I ran this experiment with two different students. I handed them a controller and told them simply to go. I had my notebook and would be writing as they played. They could communicate with each other but couldn't ask me anything. I kept my interference to an extreme minimum. At times, I would tell the kids to stop, then I'd ask what they learned or what was new. They would explain to me things, like "touch the red things, can fly higher" or whatever they had noticed.

It was incredible how their actions in the game reflected the way they approach their English studies. For example, one girl has a pronunciation problem when reading. She'll begin to read a word, and get the first bit, but then just slur or mumble the second half. For example, she'll make "color" into "curr" in most cases. She's an advanced student and can perfectly understand the words, and even say them without a problem when simply having a conversation. If tasked with spelling words she's never read or only read a few times, this girl can usually get it (or get within reason, az wee all no how inkonsistent English speling can bee). Yet, she doesn't fight with all her power. She loses patience with words and bails out, oftentimes. So I watched this girl play Journey….

At any chance, she was running away from opportunities to explore. Walk in a straight line for a while, turn; walk this way a bit, curve away from that direction before arriving at anything resembling a destination. She actually skipped a lot of what I thought was required to do, and I'm still not exactly sure how it worked. During a play session shared with another student, this girl watched as her classmate came so close to figuring something out, yet when given the controller herself, she turned the character 180 degrees away and tried to escape. You know how almost everyone who plays Journey will at some point run up against the windy desert walls, only to beheld withing the boundaries of the game? She's had three separate instances of that, whereas her classmate has had none in the same amount of play time. She's in a constant state of fleeing from any challenge other than the most minor.

"Color" becomes "Curr."

"Surrounded" becomes "Surrod."

"Evening" becomes "Evnn."

And a chance to puzzle something out becomes a dash in the opposite direction.

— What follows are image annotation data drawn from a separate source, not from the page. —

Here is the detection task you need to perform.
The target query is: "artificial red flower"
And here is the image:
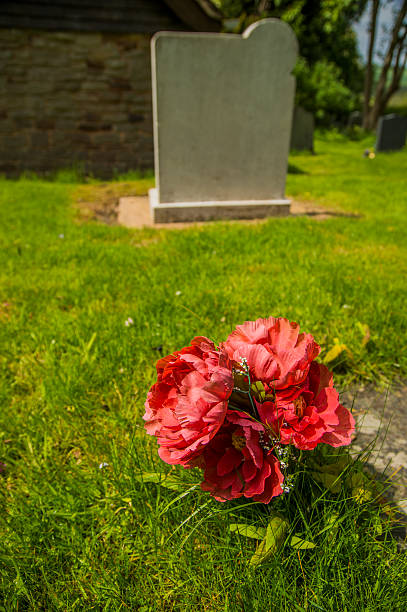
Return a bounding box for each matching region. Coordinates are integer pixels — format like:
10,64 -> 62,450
256,361 -> 355,450
143,337 -> 233,466
221,317 -> 320,389
198,410 -> 284,504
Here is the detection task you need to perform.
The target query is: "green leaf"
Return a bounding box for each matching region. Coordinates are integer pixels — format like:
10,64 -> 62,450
229,523 -> 266,540
250,516 -> 289,566
134,472 -> 191,491
311,472 -> 341,493
290,536 -> 315,550
250,380 -> 266,402
323,344 -> 348,363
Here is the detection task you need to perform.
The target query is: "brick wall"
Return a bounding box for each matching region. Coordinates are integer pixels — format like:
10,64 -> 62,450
0,29 -> 154,178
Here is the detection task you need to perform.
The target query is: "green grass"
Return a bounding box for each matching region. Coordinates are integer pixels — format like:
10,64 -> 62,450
0,134 -> 407,612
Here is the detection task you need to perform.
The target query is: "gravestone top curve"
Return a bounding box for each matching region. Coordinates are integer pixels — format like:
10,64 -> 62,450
151,19 -> 298,225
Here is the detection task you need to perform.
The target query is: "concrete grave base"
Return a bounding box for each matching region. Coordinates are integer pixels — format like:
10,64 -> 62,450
149,189 -> 290,223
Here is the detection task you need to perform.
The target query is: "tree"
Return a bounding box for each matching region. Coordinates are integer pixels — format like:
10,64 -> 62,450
215,0 -> 368,125
363,0 -> 407,129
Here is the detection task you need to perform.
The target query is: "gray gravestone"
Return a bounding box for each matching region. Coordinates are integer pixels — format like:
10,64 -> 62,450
150,19 -> 297,223
290,106 -> 315,151
376,115 -> 407,151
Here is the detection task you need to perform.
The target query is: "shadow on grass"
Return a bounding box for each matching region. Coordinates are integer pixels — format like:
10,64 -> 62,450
287,164 -> 309,174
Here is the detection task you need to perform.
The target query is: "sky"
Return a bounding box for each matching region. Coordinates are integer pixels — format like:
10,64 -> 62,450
354,0 -> 401,62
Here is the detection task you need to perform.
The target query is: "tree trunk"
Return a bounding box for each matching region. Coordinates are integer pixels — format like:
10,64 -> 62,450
363,0 -> 380,130
368,0 -> 407,129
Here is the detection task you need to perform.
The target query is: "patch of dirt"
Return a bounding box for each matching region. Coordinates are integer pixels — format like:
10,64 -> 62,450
341,381 -> 407,514
74,179 -> 152,225
75,184 -> 359,229
287,196 -> 360,221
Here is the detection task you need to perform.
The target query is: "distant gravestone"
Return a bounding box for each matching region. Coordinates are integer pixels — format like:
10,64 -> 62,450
290,106 -> 315,151
150,19 -> 297,223
376,114 -> 407,151
347,111 -> 363,128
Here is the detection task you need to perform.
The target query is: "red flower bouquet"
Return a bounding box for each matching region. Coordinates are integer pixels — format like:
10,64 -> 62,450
143,317 -> 355,504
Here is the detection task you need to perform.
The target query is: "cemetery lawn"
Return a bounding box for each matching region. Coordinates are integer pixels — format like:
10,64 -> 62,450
0,134 -> 407,612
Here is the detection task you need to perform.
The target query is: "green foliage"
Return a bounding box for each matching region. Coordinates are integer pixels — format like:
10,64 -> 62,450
294,58 -> 358,126
218,0 -> 366,126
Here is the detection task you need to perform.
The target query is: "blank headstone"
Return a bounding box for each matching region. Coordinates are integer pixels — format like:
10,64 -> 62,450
376,114 -> 407,151
150,19 -> 297,222
290,106 -> 315,151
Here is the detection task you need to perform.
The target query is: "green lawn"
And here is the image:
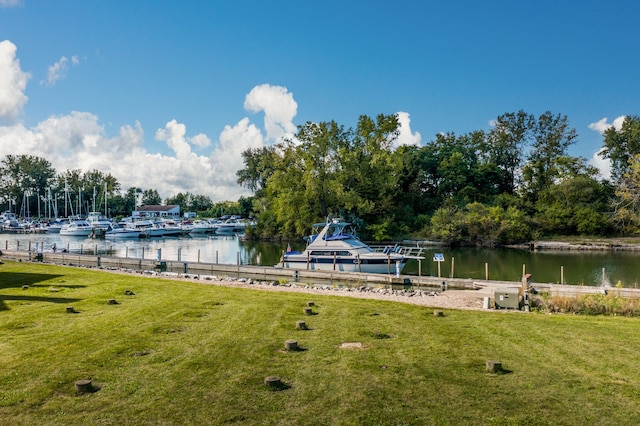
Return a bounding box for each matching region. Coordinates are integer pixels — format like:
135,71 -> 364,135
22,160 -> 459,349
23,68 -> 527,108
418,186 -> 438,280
0,262 -> 640,425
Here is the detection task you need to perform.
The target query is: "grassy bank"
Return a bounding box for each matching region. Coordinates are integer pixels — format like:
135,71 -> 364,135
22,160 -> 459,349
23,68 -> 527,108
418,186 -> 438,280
0,262 -> 640,425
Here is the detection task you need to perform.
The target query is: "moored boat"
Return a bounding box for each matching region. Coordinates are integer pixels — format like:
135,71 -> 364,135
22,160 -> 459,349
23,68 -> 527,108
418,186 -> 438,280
60,220 -> 93,237
276,219 -> 421,274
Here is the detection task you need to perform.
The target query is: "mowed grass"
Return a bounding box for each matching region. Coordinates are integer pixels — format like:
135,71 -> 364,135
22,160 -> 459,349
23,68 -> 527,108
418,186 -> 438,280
0,262 -> 640,425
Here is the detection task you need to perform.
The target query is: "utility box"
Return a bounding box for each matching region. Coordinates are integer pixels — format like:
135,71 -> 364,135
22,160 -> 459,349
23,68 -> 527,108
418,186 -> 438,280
493,287 -> 520,309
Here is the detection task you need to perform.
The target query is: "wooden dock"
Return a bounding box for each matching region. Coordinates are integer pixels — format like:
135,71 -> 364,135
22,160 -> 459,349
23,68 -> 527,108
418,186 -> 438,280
1,250 -> 640,298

It hit me like a ton of bricks. The way she approaches reading aloud is the same way she has been approaching this game. She begins reading a word, makes some progress, and then fudges through the remainder. With a controller in her hands and playing Journey, she walks up to a set of ruins, takes only the briefest pause, and proceeds straight through them without a second thought. (I can tell you that this girl isn't just trying to motor to the end of her lesson, either. She loves video games.)

While I'd noticed and corrected her reading of the words most of the time (background: we're reading and discussing the Magic Tree House series in her class), I hadn't realized that the way she deals with reading aloud may be similar to the way she approaches all kinds of situations. This behavior might run deeper than just reading books. I of course can't analyze every aspect of her life and personality from the hour spent watching her play Journey, but this link and others were fascinating to notice.

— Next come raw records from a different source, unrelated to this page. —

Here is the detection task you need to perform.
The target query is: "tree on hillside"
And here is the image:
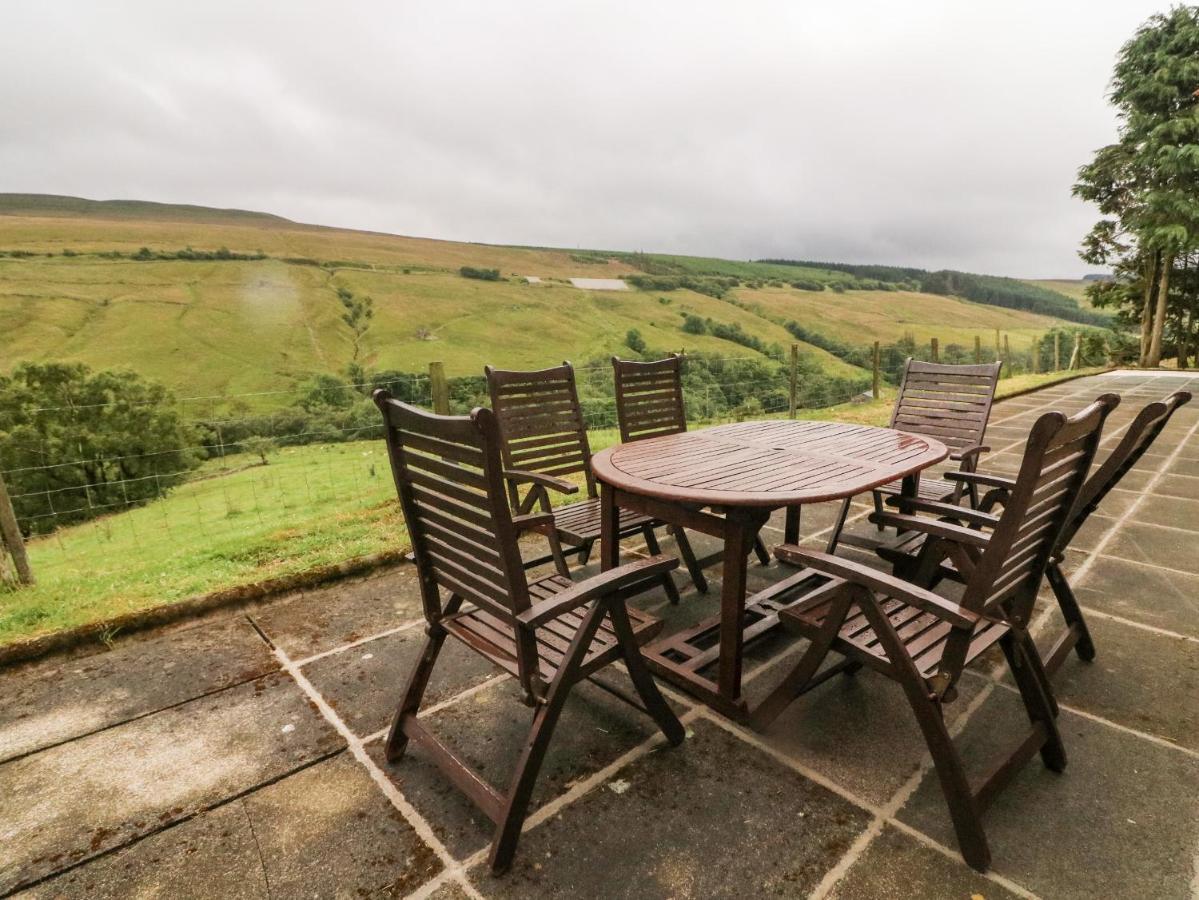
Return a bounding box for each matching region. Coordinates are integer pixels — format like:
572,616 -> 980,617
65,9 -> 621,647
0,363 -> 203,533
337,288 -> 374,362
1074,6 -> 1199,366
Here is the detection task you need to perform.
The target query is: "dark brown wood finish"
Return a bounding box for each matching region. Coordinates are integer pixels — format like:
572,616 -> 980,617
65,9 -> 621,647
896,391 -> 1191,674
591,419 -> 948,719
374,391 -> 683,872
753,398 -> 1115,870
611,354 -> 770,593
827,358 -> 1002,552
484,362 -> 679,603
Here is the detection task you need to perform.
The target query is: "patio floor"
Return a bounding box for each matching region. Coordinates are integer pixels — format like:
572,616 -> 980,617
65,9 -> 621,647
0,373 -> 1199,900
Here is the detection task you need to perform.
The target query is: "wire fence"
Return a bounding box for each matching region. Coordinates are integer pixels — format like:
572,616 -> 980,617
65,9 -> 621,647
0,328 -> 1112,594
0,355 -> 861,542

Outside of this one girl about whom I learned a great deal, the game has served as a great tool for teaching communication. Talking about the way the floating pieces of cloth act, what certain things could mean, and so on, floored the students and even me. My students have been stunned by how many different ways one thing could be understood, as most people are when they have discussions like this. One man's trash is another man's treasure; beauty is in the eye of the beholder; and the tall man in white could be your father, your friend, a god, The God, a memory, a spy, or a frenzied hallucination.

Chalk this up as yet another punch in the face to the old stereotypes that video games are purely for teenagers or can provide humanity with nothing more than fruitless time-wasting. With thatgamecompany's Journey, my students and I have been learning about the world around us, each other, and ourselves.